DOI: 10.1615/ICHMT.2004.CHT-04
ISBN Print: 978-1-56700-174-7
ISSN: 2578-5486
A DISTRIBUTED RESISTANCE ANALOGY FOR SOLID OXIDE FUEL CELLS
ABSTRAKT
This paper describes the theory and application of the method of distributed resistances to calculations of fluid flow, heat/mass transfer and electrochemistry in solid oxide fuel cells. It is postulated that the transport equations may be simplified, by replacing diffusion fluxes with rate terms involving resistance (conductance) terms. Mass transfer effects are accounted-for by incorporating the solution to the one-dimensional convection-diffusion problem when computing inter-phase heat transfer coefficients and the Nernst potential, where wall mass fractions are required. Calculations are performed for a single fuel cell, and for a manifold-stack assembly of 10 such cells. The domain is discretised using a multiply shared space method. Both potentiostatic and galvanostatic conditions are considered.
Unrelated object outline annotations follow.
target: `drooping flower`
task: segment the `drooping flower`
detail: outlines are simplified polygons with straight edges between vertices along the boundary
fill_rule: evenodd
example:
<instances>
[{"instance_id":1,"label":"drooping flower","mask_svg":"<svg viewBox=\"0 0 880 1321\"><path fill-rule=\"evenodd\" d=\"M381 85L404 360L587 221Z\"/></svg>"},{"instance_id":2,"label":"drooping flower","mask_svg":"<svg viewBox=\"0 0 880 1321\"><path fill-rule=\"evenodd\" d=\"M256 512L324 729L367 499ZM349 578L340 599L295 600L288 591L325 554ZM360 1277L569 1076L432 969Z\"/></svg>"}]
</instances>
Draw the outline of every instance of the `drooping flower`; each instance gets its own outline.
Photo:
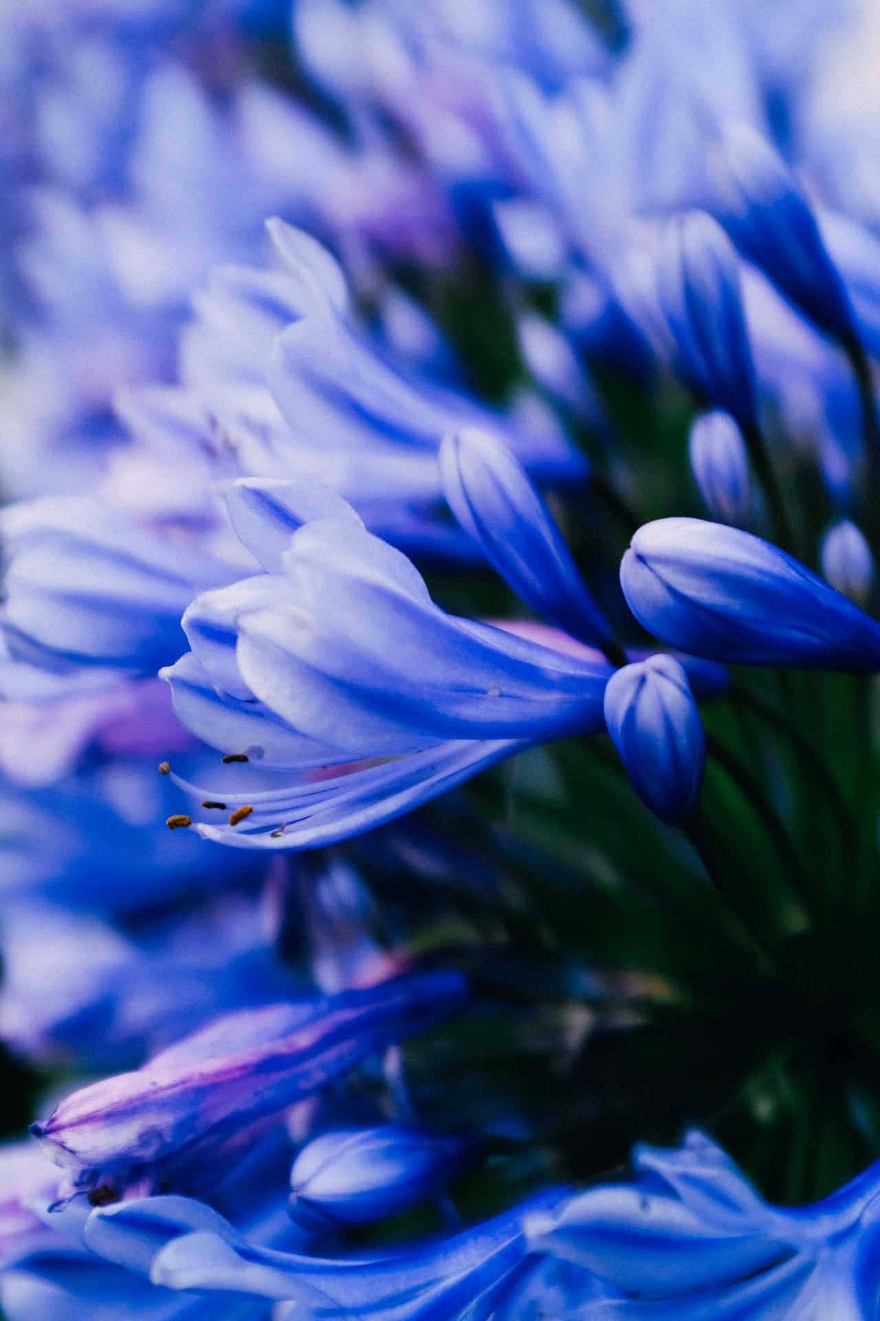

Calculations performed using the distributed resistance analogy, are compared to those obtained using a detailed numerical method whereby the full transport equations are solved on a fine mesh. Agreement is excellent. It is concluded that the distributed resistance analogy may be used to successfully predict transport phenomena in fuel stacks at a fraction of the computational cost required to perform calculations using conventional means.